LONDON (Reuters) - British intelligence officers in Afghanistan knew about the mistreatment of suspected militants by the United States after the September 11, 2001 attacks, but were told not to intervene for fear of offending Washington, an inquiry found on Thursday.
In a series of episodes which the government said had damaged Britain’s international reputation, the report also found that British spies had been involved in the U.S. practice of “rendition”, in which captured militants were transferred without legal process to third countries.
“Documents indicate that in some instances UK intelligence officers were aware of inappropriate interrogation techniques,” the report said. “(The) government or its agencies may have become inappropriately involved in some cases of rendition.”
Prime Minister David Cameron set up the inquiry in 2010 to examine if British agents worked with foreign security services, including from the United States, who stand accused of abusing detainees in Afghanistan, Iraq and Guantanamo Bay.
He was responding to allegations of torture, mistreatment and illegal transfers that have prompted a global debate about intelligence services’ methods and accountability.
Retired senior judge Peter Gibson, who led the inquiry, found evidence that British spies had been aware of the abuse of detainees, including examples of physical assault, sleep deprivation and the use of hoods.

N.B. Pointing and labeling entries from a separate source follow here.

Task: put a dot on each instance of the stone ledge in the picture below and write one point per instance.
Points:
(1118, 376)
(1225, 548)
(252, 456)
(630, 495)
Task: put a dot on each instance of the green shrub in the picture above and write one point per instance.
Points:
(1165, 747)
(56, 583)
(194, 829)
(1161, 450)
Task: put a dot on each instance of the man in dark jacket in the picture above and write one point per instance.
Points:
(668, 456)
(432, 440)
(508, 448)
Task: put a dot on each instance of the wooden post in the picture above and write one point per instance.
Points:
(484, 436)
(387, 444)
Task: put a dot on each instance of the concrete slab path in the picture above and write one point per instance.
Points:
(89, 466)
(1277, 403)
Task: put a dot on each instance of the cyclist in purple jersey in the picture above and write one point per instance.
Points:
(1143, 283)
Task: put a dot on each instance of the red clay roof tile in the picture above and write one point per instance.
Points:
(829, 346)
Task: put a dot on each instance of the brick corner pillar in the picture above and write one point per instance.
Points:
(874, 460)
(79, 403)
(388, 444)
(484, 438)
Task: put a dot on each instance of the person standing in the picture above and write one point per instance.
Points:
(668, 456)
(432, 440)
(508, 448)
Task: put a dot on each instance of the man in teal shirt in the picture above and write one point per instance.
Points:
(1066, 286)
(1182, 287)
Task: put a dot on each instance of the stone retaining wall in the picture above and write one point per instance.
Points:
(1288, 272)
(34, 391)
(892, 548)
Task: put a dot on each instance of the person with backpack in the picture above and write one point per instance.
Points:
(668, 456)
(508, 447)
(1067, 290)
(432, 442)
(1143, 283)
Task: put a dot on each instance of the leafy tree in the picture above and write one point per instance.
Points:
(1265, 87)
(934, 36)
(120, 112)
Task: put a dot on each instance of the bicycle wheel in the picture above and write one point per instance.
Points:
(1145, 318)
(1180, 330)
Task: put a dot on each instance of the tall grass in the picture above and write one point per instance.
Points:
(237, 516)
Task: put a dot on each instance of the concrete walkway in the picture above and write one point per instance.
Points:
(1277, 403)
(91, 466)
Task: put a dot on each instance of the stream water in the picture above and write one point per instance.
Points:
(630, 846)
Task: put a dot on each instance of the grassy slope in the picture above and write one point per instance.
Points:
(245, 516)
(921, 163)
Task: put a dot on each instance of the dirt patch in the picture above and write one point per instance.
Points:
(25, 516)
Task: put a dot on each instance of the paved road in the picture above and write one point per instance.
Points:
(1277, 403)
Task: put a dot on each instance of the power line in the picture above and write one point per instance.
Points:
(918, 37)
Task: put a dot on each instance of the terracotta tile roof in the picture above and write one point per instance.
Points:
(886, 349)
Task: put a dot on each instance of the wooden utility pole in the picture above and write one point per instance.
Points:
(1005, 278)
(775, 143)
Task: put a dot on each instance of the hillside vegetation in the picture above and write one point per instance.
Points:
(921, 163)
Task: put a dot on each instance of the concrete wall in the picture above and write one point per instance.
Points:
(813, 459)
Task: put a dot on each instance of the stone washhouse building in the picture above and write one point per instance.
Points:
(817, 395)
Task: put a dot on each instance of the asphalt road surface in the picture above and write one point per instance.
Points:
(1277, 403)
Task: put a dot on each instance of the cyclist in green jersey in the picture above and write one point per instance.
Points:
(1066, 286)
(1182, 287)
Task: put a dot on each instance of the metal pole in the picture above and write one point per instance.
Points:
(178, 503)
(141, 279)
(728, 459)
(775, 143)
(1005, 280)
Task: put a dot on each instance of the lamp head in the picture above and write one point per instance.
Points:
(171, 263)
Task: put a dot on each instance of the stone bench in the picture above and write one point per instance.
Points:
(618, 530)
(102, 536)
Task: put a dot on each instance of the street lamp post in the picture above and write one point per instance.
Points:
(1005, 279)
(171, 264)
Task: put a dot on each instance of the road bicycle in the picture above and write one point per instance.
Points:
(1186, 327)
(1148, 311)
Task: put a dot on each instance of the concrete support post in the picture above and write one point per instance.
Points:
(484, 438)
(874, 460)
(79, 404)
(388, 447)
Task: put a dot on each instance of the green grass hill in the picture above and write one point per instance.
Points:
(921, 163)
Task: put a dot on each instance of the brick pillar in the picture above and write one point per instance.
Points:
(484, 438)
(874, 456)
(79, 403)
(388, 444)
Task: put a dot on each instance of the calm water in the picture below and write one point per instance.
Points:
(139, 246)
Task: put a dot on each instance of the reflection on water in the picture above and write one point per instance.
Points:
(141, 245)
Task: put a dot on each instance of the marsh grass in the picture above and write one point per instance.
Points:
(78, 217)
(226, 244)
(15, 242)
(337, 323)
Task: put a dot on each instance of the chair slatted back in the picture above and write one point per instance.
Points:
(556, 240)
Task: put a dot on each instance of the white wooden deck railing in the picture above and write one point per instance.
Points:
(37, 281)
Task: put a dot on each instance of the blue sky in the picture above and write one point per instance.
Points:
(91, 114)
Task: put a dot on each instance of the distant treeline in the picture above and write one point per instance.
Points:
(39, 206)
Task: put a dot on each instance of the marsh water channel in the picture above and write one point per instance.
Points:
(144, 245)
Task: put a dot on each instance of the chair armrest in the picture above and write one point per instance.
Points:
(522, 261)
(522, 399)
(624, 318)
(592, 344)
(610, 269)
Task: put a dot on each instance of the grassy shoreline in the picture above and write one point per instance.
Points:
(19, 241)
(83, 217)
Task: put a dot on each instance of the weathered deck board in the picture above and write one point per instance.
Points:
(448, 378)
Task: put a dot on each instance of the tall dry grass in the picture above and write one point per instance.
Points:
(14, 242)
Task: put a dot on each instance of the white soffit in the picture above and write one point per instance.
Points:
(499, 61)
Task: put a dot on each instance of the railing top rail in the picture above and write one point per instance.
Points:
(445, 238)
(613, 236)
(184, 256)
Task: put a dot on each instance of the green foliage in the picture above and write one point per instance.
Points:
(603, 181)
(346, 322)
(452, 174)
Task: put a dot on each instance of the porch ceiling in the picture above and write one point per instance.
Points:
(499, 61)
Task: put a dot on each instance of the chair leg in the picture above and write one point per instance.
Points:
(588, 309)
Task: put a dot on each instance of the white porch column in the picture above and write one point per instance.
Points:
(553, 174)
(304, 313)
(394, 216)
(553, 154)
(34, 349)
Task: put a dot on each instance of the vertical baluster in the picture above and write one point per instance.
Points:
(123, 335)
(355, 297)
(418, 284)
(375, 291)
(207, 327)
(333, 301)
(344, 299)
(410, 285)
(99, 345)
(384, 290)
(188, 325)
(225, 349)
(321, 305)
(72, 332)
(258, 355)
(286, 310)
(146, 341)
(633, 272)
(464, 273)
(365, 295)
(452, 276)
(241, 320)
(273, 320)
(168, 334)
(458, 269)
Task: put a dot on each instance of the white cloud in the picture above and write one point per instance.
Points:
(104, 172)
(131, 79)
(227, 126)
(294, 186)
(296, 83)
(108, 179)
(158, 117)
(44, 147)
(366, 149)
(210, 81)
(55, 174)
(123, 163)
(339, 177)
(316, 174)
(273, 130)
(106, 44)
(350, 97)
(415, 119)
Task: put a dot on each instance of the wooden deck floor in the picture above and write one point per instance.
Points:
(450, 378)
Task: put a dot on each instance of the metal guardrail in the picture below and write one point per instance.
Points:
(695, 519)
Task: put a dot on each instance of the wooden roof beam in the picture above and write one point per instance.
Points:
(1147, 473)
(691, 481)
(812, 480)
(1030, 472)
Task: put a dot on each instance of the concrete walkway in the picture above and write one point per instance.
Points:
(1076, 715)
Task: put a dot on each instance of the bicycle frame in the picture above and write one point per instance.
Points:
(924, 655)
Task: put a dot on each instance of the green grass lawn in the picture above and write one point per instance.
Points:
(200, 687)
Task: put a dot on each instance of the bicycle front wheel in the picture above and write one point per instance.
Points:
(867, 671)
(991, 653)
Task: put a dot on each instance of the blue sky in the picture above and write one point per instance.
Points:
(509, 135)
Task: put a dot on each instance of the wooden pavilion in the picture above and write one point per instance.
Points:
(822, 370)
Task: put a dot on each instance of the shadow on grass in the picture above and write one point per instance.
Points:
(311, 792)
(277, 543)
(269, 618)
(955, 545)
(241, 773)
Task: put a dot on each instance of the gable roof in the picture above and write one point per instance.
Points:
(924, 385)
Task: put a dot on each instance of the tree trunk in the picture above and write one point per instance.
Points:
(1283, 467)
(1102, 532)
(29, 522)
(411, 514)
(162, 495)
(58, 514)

But he said they had been told they did not have to intervene.
“Officers were advised that, faced with apparent breaches of Geneva Convention standards, there was no obligation to intervene,” he said in the report.
Britain had been reluctant to complain about the ill-treatment of detainees for fear of damaging relations with allies, including the United States, the report said.
In some cases, British officials failed to raise objections about renditions when they should have, while ministers were sometimes kept in the dark about the operations, it added.
After reviewing 20,000 documents, Gibson said he had found 27 issues that needed further investigation, including allegations of torture, mistreatment and rendition.
Gibson’s inquiry never reached the stage of interviewing witnesses or taking evidence because it was suspended in 2012 pending the outcome of criminal investigations.
The British government said on Thursday that parliament’s Intelligence and Security Committee (ISC) would take over Gibson’s duties and would look at the 27 concerns he raised.
Cabinet minister Ken Clarke said the inquiry’s findings showed Britain’s spy agencies had struggled to come to terms with the threat from Islamist groups after the 9/11 attacks.
“It is now clear that our agencies and their staff were in some respects not prepared for the extreme demands suddenly placed upon them,” Clarke told parliament.
“Guidance regulating how intelligence officers should act was inadequate, the practices of some of our international partners should have been understood much sooner. Oversight was not robust enough.”
The heads of MI5 and MI6, Britain’s domestic and overseas intelligence agencies, have repeatedly said they would never use, or encourage others to use, torture to gain information.
In November 2010, Britain agreed to make payments to 16 former Guantanamo Bay detainees in settlements over claims they were mistreated abroad with the knowledge and in some cases complicity of British spies.